Where's the outrage? Where's the nastiness? Remember the saying, "Well, by Game 4 these two teams really get to hating each other"? Remember when players in the Stanley Cup finals had their faces mangled from two months' worth of assault and battery? By this unofficial count, the only blood drawn so far in this series was when Pascal Rheaume took a stick to the nose. And that didn't exactly get anybody's ire up. Now Rheaume's small scar is the only visible cut anywhere on the ice. "No serious cuts," said an Anaheim staffer after Game 4. "Basically it's, 'Put a Band-Aid on it.'" Of course no one wants dirty play, and no one wants to encourage violence, but ... can the Devils get a little violent here?
Let's take a look at the Ducks' top offensive players: Paul Kariya, Petr Sykora, Adam Oates. Are any of these guys more than six feet tall? Over 210 pounds? They are all superb and exciting, but they are all similar. And they are all getting away with playing a pass-and-skate game because there is no one standing in the way. Both Ruslan Salei and Steve Thomas had good, open looks for their game-winners. "We decided as a team to turn up our games," Thomas said after Game 4. Since when is that decision a unilateral one? What happened to punishing players for their scoring opportunities? Where's the fear factor? Asked if he would describe these games as particularly physical or rugged, Jason Krog shrugged and said, "No worse than any other series." And this is the Stanley Cup finals.
The Devils let the player they needed walk away. And surely a couple of hearts leapt back in the Garden State when No. 16 took the ice Monday night for the road team. Alas no, that wasn't Bobby Holik out there for the Devils. It was Michael Rupp. New Jersey GM Lou Lamoriello let Holik go over the offseason because of money, but it seems this is the type of series in which a guy like Holik (or Claude Lemieux or Jason Arnott) could make an enormous difference.
What we have in the Ducks is a patient, system-oriented team. They wait for mistakes, even if those mistakes don't come in the first 60 minutes. In short, they don't take chances. It's basically overtime all the time for Anaheim, and they're quite comfortable that way. In the Anaheim locker room after regulation, the Ducks had to be licking their chops. Coach Mike Babcock -- who, by the way, might be the most intimidating guy on their bench -- actually told Thomas before OT that "this is your time." But was anyone in the other room glaring or screaming for blood? Doubtful. And just like in Game 3, the Devils came out for the extra session with a thud -- a complete breakdown. Now someone is going to have to get a little chippy if the Devils are going to avoid another loss and an elimination game back in Anaheim on Saturday.
And what better way to wreck a system than by rattling it a little? If any little distraction can cost a game or a series, why not introduce a little harshness into the equation? The answer, of course, is that a penalty -- or even stepping out of position to make a big hit -- could mean Armaggedon. (And those called in Game 4 were as weak as a final-round Survivor contestant.) But the Ducks haven't scared anyone with their power play since Teemu Selanne left town. Also, a guy like Holik has ways of getting his message across without winding up in the box.

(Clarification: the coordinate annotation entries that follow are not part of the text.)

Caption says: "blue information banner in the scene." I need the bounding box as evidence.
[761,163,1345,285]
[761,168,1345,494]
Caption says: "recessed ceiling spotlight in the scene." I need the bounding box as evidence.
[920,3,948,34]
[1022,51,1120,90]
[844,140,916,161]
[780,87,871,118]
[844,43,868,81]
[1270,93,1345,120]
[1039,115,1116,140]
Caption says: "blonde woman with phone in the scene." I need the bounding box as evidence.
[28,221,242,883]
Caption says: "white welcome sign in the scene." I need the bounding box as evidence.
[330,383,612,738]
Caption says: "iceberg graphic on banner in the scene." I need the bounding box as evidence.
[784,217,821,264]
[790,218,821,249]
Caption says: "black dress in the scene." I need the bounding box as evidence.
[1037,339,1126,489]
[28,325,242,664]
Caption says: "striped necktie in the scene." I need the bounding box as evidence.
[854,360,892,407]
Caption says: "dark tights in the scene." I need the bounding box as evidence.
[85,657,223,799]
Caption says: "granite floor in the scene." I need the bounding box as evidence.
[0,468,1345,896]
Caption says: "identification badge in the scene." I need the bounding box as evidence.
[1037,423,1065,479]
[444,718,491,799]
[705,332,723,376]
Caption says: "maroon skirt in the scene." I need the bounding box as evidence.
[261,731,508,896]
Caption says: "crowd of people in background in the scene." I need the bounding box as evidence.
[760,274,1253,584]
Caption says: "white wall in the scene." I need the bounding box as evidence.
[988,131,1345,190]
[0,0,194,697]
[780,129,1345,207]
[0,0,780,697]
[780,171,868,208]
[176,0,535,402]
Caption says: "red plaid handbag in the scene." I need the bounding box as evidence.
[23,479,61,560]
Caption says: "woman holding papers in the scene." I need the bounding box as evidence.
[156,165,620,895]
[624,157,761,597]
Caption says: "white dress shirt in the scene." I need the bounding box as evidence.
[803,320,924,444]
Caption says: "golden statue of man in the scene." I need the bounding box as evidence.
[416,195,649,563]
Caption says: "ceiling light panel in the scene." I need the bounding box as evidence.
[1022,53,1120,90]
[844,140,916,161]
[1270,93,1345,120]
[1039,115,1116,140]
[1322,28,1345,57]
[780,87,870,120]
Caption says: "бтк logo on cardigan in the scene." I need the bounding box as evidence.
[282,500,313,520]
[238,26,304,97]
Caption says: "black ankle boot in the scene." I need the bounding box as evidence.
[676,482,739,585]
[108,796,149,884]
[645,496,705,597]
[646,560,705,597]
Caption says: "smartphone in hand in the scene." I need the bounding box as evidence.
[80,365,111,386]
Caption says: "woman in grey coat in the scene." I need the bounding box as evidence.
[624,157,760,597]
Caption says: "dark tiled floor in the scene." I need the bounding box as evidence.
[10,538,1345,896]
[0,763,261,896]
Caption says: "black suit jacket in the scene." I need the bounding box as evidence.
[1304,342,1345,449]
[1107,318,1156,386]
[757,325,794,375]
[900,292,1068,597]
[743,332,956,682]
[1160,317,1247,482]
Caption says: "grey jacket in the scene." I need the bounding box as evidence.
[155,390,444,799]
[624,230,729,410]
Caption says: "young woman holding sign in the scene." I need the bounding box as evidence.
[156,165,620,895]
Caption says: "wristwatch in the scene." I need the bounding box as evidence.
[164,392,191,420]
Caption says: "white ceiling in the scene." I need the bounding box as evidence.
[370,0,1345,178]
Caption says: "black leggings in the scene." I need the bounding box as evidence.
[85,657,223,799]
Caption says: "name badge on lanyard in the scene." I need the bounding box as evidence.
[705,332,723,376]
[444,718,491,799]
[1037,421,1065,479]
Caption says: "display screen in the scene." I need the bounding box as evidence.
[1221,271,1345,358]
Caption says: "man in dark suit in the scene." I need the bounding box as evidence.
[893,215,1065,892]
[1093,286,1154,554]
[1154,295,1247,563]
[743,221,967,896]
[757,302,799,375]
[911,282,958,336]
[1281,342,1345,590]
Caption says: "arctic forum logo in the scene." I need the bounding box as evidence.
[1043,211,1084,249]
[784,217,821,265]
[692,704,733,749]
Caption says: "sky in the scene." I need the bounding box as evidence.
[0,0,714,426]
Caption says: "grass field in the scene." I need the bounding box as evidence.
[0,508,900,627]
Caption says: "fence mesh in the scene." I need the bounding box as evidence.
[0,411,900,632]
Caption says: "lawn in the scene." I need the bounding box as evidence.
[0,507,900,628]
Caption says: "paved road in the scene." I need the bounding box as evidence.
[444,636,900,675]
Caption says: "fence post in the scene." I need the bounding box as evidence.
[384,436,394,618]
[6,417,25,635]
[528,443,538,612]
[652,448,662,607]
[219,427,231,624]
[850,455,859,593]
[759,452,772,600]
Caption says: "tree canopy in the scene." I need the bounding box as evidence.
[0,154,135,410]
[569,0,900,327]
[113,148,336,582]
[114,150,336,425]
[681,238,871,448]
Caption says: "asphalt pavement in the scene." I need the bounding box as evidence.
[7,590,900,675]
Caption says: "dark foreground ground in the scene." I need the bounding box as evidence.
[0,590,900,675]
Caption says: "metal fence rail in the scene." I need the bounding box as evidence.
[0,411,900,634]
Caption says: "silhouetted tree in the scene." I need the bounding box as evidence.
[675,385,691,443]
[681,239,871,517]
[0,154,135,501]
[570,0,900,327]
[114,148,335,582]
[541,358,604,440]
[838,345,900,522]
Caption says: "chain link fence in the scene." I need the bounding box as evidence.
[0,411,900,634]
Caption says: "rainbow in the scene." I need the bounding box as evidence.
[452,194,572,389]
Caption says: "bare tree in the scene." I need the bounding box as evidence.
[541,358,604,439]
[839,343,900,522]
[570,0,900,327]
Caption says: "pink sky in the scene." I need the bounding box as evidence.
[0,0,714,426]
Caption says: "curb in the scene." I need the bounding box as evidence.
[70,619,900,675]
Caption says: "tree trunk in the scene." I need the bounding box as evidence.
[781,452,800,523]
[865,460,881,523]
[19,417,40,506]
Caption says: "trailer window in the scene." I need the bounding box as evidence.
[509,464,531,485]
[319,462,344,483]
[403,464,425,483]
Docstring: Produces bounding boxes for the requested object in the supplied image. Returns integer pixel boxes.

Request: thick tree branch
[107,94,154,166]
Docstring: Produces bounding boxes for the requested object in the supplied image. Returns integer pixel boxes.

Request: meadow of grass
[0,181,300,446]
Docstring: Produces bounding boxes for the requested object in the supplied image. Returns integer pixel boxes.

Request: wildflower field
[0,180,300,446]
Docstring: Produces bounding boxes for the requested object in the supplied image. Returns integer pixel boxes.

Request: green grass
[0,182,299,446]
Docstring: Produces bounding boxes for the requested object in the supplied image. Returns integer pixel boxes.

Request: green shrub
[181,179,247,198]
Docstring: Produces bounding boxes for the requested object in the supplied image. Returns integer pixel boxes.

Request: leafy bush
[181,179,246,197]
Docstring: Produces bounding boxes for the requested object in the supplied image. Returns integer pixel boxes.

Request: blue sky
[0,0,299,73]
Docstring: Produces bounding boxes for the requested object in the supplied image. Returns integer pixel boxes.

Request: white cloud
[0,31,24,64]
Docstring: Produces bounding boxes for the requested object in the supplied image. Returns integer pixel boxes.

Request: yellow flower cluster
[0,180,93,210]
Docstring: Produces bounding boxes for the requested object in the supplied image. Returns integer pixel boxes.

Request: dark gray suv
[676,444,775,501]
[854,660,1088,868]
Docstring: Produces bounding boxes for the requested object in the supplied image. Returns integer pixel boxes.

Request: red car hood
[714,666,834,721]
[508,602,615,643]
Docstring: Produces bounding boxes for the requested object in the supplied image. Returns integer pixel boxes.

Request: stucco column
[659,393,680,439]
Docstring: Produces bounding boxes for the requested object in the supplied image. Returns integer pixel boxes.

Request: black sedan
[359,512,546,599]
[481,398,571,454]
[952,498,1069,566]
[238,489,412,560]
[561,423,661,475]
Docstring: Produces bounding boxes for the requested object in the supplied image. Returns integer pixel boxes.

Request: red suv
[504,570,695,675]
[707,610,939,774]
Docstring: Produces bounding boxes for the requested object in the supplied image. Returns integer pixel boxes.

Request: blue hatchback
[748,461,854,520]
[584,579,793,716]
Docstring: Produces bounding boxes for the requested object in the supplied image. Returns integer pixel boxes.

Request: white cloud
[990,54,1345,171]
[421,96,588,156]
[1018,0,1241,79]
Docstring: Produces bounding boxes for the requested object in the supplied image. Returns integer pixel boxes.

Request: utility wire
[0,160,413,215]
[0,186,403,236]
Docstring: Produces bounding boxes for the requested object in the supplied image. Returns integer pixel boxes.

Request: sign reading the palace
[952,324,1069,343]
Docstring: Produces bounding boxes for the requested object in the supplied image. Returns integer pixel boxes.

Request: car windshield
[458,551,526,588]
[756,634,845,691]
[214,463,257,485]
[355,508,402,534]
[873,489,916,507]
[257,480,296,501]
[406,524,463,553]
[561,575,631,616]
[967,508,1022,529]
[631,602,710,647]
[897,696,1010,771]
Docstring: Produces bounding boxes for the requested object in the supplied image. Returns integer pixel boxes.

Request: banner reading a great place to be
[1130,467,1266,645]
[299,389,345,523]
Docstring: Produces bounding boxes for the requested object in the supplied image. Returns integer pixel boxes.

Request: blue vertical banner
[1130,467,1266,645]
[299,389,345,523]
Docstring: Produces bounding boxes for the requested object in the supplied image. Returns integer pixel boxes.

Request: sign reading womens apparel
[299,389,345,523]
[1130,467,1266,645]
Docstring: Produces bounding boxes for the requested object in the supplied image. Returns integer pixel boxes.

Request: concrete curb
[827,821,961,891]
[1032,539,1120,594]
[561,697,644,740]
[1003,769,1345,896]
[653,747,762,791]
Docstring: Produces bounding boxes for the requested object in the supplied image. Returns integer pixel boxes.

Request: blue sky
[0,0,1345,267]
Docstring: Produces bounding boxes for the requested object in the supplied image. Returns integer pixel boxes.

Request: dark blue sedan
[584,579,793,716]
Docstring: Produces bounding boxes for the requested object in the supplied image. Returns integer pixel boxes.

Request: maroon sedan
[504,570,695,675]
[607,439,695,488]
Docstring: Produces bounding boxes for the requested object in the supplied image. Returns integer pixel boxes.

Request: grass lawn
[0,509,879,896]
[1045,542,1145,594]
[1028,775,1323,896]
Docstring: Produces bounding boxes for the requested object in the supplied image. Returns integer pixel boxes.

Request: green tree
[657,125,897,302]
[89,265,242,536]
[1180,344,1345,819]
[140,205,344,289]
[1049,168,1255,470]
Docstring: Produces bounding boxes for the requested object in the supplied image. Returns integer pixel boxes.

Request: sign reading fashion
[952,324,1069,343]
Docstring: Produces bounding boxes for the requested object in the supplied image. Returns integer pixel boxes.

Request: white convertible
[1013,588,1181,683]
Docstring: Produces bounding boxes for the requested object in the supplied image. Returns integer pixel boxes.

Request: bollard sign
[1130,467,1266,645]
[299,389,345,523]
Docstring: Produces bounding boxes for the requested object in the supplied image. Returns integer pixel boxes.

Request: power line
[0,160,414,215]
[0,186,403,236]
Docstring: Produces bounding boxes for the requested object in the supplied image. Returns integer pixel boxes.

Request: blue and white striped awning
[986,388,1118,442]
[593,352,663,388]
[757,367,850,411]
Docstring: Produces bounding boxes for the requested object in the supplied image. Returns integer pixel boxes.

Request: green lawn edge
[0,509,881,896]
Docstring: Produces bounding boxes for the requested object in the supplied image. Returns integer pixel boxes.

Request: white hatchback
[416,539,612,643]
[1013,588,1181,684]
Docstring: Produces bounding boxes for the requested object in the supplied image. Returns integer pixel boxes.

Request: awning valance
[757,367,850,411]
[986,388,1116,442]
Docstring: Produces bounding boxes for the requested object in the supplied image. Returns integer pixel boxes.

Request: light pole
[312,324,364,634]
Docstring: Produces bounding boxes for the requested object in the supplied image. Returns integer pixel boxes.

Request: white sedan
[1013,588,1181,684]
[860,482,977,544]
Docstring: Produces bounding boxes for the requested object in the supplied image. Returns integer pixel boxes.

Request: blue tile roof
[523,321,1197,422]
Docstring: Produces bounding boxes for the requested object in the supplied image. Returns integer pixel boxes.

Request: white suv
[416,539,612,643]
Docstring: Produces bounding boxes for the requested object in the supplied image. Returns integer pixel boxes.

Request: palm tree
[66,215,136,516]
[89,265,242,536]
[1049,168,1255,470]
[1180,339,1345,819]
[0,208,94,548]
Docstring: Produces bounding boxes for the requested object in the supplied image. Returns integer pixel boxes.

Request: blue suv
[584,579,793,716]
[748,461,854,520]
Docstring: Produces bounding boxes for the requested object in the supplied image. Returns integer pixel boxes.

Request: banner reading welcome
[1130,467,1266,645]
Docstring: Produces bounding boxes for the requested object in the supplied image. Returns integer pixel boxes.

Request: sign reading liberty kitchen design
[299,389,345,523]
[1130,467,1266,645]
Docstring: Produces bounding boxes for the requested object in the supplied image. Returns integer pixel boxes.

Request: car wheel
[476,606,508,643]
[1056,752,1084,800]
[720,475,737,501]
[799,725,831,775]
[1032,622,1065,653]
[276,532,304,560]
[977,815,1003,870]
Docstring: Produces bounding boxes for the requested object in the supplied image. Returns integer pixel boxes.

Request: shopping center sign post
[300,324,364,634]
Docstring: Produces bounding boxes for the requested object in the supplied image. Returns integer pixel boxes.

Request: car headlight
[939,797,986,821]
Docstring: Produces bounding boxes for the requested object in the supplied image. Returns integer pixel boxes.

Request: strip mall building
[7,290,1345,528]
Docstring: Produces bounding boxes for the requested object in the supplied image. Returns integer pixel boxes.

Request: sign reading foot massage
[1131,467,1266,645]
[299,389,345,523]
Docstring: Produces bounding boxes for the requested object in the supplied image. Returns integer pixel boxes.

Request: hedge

And think of the potential upside of having a Holik or a Lemieux or an Arnott out there against Kariya or Sykora or Thomas. The Ducks have no serious power forwards to retaliate. So one big hit will have quite a few heads turning when it's time to race into the corner for a loose puck.
But instead it will have to be John Madden or Jeff Friesen. Stevens is his team's heart and soul -- a near-flawless player -- but he's not a forward and he can't forecheck. Burns has complained about his lack of faceoff experts, but it's another kind of expert he really needs. Because if every remaining game plays like the last two, the Ducks have the Devils right where they want them.
"It was a real patient game," said Babcock after Game 4. "It was like chess."
Like chess. Ducks gotta love that. And now it's time for someone over in the Devils locker room to chuck the board and scatter all the pieces.